“Only some stun rollin’ down the mounting. I’ve often done the thing myself, just to see it jump and hear what an infernal noise it would make.”

“May it not be Indians?”

“Indians? Now just you look a-here, stranger; if you consate that any red-skin ever cut up such a white man’s caper as that, you don’t know any more about them than I do about Scriptur’, and that is mighty little. But this isn’t followin’ the trail and savin’ the gal. Inter your saddles—no, thank fortune you haven’t got any, and your beasts would never stand them ef you had. But mount, onyway, and mind you don’t go stragglin’ through the sloo, for though thar isn’t any water thar now, there are quicksand beds, and ef you git inter one you’ll go way down—down—down into China.”

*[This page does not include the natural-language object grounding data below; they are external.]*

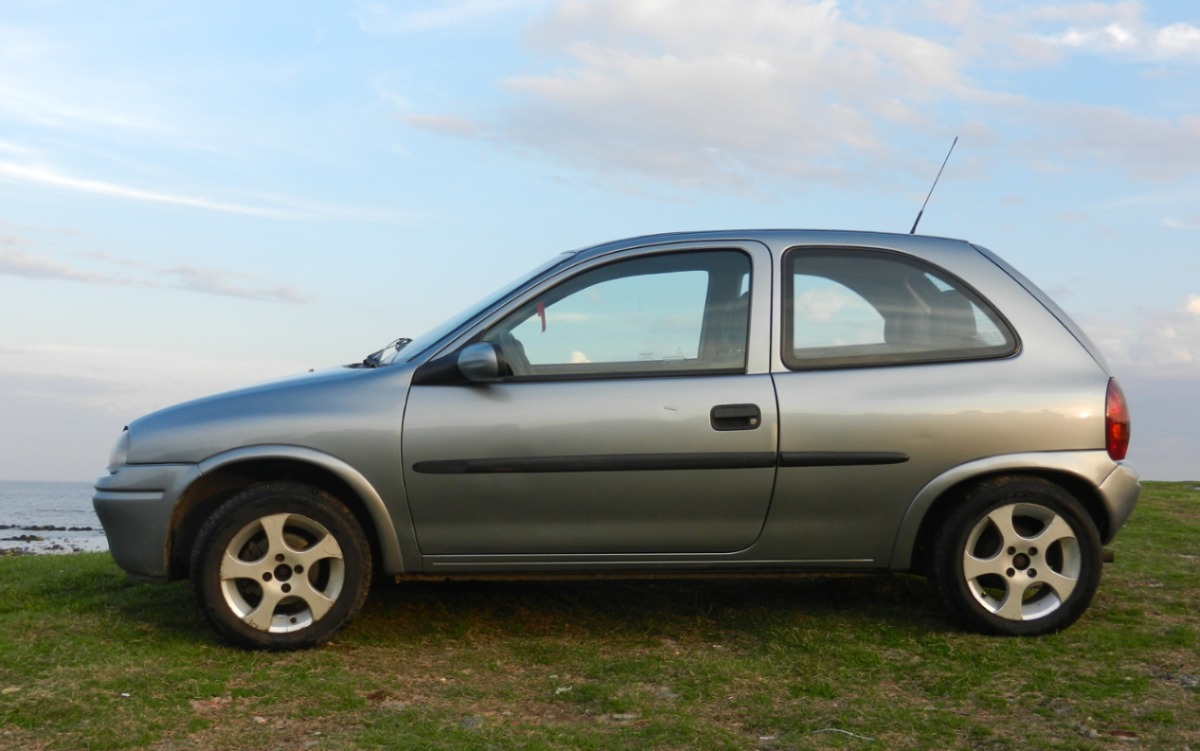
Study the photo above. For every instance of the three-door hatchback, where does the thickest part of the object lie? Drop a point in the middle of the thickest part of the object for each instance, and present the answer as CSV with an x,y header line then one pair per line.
x,y
725,402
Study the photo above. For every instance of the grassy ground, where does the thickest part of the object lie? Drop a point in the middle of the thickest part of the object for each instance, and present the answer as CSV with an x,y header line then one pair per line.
x,y
90,660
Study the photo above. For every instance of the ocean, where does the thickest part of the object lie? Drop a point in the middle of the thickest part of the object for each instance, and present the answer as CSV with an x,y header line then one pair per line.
x,y
48,517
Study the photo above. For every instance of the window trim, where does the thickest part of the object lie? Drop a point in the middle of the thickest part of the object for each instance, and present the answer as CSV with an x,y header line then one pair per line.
x,y
1011,347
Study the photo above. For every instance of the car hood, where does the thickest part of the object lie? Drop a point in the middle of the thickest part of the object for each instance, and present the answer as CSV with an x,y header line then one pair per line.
x,y
327,410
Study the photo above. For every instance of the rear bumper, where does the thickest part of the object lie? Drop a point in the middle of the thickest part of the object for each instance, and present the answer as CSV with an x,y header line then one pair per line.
x,y
135,505
1119,493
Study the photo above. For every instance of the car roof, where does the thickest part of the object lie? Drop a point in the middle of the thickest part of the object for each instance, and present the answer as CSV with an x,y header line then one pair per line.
x,y
779,240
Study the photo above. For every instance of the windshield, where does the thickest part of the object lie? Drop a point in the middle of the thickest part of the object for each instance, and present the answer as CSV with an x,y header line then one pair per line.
x,y
420,344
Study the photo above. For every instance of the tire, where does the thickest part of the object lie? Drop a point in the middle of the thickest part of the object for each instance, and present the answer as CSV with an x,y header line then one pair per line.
x,y
281,566
1019,557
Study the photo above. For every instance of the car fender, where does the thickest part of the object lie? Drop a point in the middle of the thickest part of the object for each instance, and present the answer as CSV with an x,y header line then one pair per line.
x,y
1117,482
385,528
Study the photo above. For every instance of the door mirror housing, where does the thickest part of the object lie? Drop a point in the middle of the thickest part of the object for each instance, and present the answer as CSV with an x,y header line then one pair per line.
x,y
481,362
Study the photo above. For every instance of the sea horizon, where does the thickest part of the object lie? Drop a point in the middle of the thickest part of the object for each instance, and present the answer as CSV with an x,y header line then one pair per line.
x,y
48,516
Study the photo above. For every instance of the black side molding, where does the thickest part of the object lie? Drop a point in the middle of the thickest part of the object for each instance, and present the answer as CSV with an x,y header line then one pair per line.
x,y
840,458
609,462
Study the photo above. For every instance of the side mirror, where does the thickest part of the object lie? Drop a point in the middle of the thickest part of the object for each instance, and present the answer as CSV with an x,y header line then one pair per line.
x,y
481,362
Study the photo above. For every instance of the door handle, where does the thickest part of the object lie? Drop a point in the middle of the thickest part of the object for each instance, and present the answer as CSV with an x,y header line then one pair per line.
x,y
735,416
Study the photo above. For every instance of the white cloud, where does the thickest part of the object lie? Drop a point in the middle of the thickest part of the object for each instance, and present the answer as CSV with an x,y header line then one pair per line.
x,y
1155,343
52,178
723,92
739,92
1119,29
16,262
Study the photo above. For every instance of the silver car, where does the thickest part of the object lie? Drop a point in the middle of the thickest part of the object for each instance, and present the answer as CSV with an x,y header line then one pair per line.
x,y
726,402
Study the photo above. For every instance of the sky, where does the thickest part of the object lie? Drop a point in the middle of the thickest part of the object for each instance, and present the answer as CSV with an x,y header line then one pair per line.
x,y
199,196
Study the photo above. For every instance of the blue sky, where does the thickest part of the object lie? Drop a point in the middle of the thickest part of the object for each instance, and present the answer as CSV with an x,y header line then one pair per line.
x,y
202,196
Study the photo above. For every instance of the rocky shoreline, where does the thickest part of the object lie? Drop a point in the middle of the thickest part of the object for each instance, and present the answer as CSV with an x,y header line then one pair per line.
x,y
37,539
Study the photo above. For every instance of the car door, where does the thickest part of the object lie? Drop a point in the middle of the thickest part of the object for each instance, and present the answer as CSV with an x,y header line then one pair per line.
x,y
636,416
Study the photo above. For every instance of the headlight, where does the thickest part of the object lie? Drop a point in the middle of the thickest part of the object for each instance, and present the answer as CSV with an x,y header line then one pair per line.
x,y
120,452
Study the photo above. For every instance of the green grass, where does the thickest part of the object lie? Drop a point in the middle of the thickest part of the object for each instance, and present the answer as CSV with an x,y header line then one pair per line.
x,y
91,660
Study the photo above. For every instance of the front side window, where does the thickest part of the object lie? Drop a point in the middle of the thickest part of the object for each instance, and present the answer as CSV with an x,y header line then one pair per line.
x,y
856,307
685,311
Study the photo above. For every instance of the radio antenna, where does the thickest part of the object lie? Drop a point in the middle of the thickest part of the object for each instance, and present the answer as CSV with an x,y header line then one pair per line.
x,y
919,214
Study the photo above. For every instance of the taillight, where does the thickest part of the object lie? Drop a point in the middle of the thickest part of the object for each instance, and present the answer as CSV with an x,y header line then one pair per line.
x,y
1116,422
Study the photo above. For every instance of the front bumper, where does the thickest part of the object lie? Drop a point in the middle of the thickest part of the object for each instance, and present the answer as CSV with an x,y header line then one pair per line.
x,y
135,505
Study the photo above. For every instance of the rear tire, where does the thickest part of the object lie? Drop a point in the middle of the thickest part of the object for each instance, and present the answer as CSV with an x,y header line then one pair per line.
x,y
281,566
1019,557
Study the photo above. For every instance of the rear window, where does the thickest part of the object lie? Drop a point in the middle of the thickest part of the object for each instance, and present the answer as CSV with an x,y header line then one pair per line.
x,y
862,307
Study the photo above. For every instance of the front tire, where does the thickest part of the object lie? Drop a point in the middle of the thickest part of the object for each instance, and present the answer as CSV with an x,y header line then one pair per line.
x,y
1019,557
281,566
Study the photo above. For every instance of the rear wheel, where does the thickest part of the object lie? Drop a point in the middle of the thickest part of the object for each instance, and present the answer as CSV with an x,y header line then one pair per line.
x,y
281,566
1019,557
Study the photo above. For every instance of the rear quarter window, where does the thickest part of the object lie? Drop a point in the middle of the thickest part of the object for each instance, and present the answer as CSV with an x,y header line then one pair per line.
x,y
864,307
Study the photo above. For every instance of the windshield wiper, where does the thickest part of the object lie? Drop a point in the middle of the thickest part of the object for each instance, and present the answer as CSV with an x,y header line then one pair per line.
x,y
376,358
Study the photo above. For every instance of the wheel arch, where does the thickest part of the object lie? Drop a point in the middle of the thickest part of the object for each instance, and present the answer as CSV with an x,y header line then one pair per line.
x,y
223,475
1079,475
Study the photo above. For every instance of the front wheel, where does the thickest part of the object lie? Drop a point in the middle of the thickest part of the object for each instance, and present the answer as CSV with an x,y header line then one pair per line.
x,y
281,566
1020,557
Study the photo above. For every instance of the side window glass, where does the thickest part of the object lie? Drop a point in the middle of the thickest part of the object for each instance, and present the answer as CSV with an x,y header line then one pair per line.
x,y
673,312
853,307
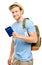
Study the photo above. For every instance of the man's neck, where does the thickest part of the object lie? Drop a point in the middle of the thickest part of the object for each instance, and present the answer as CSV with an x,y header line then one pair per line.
x,y
20,19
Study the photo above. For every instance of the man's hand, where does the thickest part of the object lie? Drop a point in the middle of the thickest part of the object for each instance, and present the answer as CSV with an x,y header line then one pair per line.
x,y
15,34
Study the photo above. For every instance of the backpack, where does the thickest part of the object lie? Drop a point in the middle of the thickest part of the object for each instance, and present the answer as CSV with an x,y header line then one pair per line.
x,y
34,46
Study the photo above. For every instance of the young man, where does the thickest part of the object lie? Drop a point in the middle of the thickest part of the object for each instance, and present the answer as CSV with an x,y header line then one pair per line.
x,y
21,47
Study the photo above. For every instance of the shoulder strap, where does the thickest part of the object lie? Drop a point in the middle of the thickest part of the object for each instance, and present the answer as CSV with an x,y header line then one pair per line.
x,y
24,22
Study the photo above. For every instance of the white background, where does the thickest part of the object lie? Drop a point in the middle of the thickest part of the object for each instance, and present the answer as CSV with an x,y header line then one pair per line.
x,y
33,10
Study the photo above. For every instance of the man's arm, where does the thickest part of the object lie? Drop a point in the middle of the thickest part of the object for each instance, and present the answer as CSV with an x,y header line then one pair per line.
x,y
12,48
32,38
11,52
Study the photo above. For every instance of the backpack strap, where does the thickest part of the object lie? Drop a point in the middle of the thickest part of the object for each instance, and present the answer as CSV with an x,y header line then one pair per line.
x,y
24,22
24,26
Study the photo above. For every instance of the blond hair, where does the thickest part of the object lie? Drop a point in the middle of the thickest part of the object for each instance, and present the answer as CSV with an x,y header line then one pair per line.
x,y
16,4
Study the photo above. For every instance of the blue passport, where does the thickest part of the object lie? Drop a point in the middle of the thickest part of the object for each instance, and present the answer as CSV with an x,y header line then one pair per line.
x,y
9,31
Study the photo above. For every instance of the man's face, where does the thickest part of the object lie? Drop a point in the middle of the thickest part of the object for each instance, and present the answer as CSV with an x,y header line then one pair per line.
x,y
16,12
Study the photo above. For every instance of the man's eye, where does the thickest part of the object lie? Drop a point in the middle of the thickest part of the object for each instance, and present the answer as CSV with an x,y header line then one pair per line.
x,y
12,12
16,11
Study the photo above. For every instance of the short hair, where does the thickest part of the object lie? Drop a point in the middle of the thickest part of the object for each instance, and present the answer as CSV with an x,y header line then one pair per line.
x,y
16,4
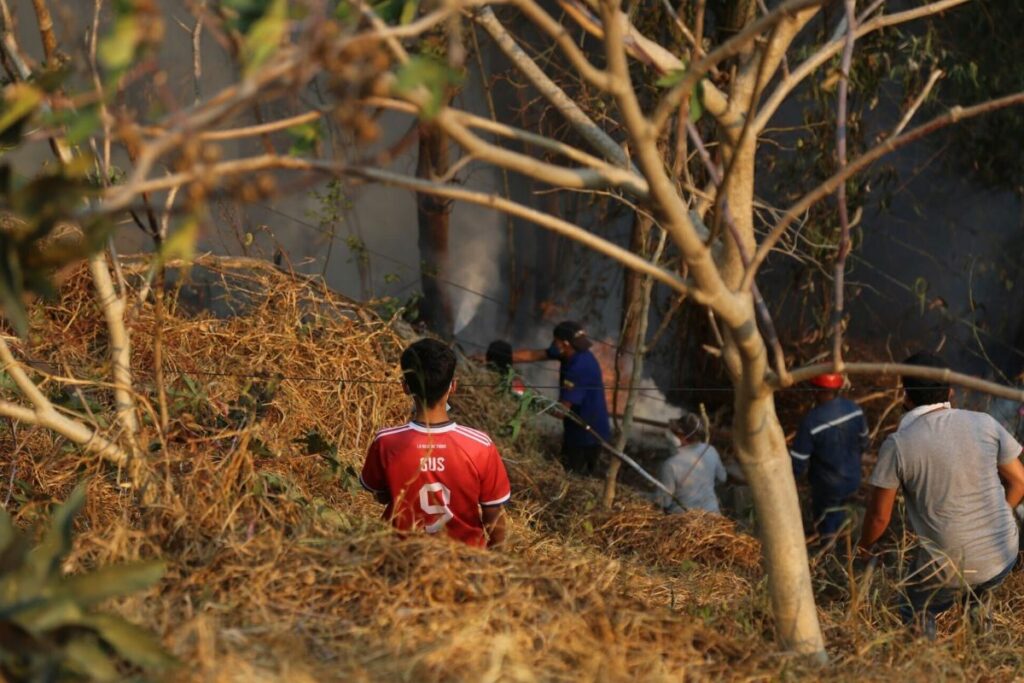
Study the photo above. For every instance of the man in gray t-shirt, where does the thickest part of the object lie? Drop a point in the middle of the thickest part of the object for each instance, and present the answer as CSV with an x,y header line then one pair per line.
x,y
691,470
949,464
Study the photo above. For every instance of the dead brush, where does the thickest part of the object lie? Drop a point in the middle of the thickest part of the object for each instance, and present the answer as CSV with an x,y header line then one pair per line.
x,y
274,554
280,567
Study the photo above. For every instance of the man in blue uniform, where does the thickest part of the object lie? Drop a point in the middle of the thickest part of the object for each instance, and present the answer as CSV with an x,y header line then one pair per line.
x,y
828,446
581,392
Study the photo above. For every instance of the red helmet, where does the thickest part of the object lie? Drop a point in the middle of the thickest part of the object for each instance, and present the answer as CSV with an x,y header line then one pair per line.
x,y
828,381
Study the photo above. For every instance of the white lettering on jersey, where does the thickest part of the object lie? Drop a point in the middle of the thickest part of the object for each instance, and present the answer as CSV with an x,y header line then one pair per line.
x,y
431,464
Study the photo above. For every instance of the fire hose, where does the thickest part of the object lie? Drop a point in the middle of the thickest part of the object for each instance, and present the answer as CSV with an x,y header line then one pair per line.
x,y
552,403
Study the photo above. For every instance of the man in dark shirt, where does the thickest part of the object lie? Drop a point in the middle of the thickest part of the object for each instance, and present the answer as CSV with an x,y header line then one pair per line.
x,y
581,391
828,446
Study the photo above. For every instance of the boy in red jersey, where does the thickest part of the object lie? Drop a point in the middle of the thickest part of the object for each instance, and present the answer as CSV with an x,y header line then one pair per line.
x,y
431,473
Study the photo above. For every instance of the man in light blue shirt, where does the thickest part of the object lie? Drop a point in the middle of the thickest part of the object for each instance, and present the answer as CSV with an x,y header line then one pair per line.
x,y
691,470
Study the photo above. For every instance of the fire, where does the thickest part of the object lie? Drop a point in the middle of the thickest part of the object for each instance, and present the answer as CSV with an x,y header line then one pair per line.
x,y
604,351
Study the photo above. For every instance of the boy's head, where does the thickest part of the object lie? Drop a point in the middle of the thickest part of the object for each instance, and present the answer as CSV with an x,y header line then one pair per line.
x,y
499,355
427,369
922,391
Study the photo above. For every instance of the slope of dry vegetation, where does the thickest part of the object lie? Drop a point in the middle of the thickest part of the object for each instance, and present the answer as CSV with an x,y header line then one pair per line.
x,y
280,567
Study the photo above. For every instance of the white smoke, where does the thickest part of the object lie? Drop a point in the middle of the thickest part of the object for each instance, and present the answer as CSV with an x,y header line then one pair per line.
x,y
474,267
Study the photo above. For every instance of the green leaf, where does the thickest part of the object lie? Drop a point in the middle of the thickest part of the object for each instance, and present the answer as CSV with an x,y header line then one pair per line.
x,y
182,243
304,137
130,641
672,79
117,50
92,588
87,657
409,10
243,13
38,616
389,10
44,560
264,36
431,74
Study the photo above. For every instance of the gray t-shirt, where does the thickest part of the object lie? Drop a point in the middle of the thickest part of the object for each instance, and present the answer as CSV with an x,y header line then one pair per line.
x,y
690,474
946,462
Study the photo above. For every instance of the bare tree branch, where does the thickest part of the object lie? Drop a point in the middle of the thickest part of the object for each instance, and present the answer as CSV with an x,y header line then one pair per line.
x,y
541,218
834,47
583,124
954,115
727,49
938,374
844,214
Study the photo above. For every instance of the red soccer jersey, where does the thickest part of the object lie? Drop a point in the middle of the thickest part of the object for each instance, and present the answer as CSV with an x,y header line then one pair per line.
x,y
437,478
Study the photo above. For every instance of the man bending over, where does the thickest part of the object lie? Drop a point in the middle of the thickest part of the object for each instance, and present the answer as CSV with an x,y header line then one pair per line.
x,y
962,476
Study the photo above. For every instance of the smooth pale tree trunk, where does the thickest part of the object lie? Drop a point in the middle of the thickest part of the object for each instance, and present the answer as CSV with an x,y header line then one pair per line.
x,y
433,216
761,445
636,309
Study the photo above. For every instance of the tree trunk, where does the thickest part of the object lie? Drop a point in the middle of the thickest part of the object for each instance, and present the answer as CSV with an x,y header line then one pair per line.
x,y
636,308
433,218
761,446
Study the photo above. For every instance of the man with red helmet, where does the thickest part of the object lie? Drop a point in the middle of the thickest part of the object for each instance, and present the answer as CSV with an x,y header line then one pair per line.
x,y
828,446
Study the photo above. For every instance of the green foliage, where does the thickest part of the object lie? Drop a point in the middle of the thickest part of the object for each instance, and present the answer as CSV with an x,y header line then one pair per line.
x,y
48,629
136,26
673,79
263,36
432,75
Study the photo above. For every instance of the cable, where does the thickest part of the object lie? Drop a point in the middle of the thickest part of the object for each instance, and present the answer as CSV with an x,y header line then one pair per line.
x,y
387,257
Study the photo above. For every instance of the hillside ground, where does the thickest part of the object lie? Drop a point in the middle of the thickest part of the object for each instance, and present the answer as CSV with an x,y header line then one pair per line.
x,y
282,569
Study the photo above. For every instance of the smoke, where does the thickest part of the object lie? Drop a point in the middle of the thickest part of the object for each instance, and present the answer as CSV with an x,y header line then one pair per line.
x,y
650,402
474,269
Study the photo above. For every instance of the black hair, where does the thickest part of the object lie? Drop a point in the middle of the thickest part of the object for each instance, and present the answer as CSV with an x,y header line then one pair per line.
x,y
500,355
427,368
573,333
923,391
690,426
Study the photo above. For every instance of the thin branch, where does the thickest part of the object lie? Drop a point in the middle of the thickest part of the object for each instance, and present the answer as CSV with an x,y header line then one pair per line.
x,y
44,414
954,115
511,132
583,124
727,49
767,324
543,20
45,22
918,101
252,131
673,212
844,214
113,306
937,374
834,47
541,218
645,50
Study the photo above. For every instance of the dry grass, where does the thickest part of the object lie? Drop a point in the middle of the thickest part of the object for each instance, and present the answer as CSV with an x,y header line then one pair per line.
x,y
281,568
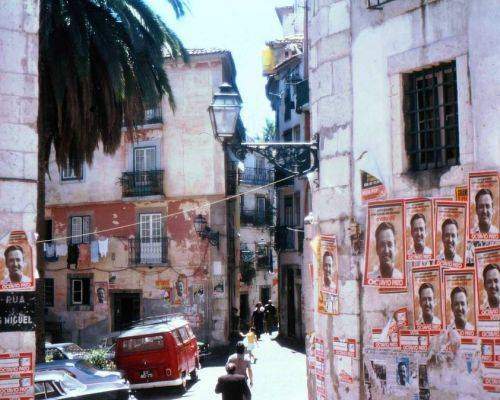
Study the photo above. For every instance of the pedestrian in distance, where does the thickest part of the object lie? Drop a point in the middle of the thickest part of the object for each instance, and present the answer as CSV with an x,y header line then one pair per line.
x,y
243,365
233,386
258,319
250,342
270,316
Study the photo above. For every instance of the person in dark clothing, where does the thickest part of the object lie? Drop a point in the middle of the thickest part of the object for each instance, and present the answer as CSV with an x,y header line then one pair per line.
x,y
270,314
233,386
258,319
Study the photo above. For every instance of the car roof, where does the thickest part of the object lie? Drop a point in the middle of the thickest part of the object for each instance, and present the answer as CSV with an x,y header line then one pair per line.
x,y
152,328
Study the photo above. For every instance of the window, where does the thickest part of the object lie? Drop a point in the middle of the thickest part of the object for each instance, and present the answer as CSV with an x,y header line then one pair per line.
x,y
144,159
296,208
79,229
431,117
144,343
288,217
49,292
68,173
296,133
80,291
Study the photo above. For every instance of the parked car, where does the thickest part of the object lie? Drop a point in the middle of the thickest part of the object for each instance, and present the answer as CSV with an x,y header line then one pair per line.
x,y
85,373
158,353
61,385
64,351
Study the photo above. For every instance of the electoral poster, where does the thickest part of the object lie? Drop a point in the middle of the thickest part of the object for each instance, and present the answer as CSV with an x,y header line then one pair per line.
x,y
384,251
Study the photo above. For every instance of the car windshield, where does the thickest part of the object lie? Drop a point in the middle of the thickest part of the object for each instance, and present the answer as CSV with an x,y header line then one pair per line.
x,y
73,348
86,367
70,384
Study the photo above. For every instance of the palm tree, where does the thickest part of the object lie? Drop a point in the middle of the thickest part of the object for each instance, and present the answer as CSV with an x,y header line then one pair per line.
x,y
101,63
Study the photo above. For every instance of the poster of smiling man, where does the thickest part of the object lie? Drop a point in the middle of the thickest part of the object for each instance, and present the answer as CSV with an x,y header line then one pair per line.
x,y
488,283
16,263
484,205
459,291
384,252
419,229
427,310
450,227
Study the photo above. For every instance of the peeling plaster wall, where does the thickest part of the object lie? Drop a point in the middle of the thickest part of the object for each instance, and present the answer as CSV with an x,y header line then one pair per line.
x,y
357,58
194,176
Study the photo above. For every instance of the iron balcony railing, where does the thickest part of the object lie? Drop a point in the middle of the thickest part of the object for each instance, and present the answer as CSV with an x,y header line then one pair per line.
x,y
288,238
142,183
147,251
377,4
256,176
256,217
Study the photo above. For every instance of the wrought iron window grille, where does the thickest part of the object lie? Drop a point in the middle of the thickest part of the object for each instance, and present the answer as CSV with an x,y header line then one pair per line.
x,y
431,117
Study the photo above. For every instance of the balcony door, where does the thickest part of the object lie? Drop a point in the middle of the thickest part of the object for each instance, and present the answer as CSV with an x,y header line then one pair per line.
x,y
150,238
144,162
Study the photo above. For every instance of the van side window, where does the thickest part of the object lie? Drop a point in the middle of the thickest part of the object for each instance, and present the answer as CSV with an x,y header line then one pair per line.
x,y
184,334
177,336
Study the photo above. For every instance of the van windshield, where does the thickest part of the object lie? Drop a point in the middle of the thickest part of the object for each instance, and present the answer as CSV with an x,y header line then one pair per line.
x,y
143,343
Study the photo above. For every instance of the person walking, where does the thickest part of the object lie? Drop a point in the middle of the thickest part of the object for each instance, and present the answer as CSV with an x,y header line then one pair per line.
x,y
250,341
233,386
270,315
258,319
243,365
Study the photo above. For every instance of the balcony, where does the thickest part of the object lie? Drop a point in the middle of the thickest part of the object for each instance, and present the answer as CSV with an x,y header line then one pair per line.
x,y
286,239
142,183
256,176
256,217
147,251
377,4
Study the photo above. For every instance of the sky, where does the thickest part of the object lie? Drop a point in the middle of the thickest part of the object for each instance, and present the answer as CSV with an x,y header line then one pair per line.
x,y
241,26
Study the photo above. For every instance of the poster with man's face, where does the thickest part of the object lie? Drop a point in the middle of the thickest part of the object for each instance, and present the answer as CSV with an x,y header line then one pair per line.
x,y
329,265
427,310
419,229
484,205
16,263
384,252
487,263
101,295
450,227
460,300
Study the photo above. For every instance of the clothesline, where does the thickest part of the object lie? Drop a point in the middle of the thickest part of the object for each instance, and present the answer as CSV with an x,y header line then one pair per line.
x,y
64,238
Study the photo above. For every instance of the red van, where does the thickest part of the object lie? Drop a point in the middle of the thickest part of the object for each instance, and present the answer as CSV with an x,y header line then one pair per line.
x,y
159,353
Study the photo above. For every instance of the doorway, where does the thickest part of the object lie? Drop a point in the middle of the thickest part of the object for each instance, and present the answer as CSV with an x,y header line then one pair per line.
x,y
126,309
265,294
244,310
290,301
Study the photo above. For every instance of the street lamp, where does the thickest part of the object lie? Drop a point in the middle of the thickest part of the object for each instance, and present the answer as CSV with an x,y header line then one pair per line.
x,y
204,231
224,111
291,158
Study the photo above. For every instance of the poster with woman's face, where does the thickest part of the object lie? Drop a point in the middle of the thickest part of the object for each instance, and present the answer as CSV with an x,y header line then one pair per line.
x,y
16,263
484,205
384,252
460,300
427,310
450,227
419,229
329,265
487,263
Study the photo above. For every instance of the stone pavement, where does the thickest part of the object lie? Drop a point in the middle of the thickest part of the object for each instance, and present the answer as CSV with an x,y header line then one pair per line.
x,y
279,374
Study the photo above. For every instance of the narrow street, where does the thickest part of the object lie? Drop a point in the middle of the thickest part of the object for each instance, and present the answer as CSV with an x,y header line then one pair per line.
x,y
278,374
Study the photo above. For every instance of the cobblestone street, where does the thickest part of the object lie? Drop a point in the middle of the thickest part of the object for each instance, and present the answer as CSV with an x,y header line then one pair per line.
x,y
280,373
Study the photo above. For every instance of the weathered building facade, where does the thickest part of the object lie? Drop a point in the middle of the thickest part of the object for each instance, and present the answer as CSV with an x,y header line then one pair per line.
x,y
129,248
380,77
258,264
285,89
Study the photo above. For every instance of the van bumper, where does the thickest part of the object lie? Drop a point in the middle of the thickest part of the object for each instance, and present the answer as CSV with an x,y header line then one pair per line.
x,y
149,385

Jaded as they had been by their previous journey, the sparkling waters of the chalybeate spring, that foamed clear as crystal and aeriform as champagne, and the soft, juicy grasses that margined them, had revived the horses, and again they sprung forward, as if endowed with new life. Restraining and petting his noble black, Waltermyer took the lead, and soon they were lost to all surrounding objects in the tall dry rushes that ever mark the course of what the Western borderers call “sloo.” Fully two miles wide, the task of crossing was not only seriously uncomfortable, on account of the heat and the clouds of insects that arose before and around them, but the footing was insecure, mined with holes and tangled with treacherous roots.

They rode on in silence, save when, now and then, some serpent, gliding suddenly from under the feet of the horses, startled them, and they leaped madly aloft with a wild snort, their riders wondering at the movement, for their eyes had not fallen on the reptile, with its gorgeous skin and fire-like eyes, as it glided rustling along to seek some deeper hole in which to coil its shiny folds.

“Many a time,” exclaimed Waltermyer, with an almost noiseless laugh, as one of the company was dismounted by the leaping of the animal he rode, “I’d been willin’ to have been thrown higher nor Independence Rock, to have just caught sight of one of the critters.”

“Of what? What was it? I didn’t see any thing.”

“No, nor know any thing until you found yourself flat. Why, man, it was a rattlesnake, that’s all.”

“A rattlesnake!”

“To be sure it was; and I suppose you didn’t know either that the reptiles and perarer dogs and owls all lived in one hole—sorter family parties.”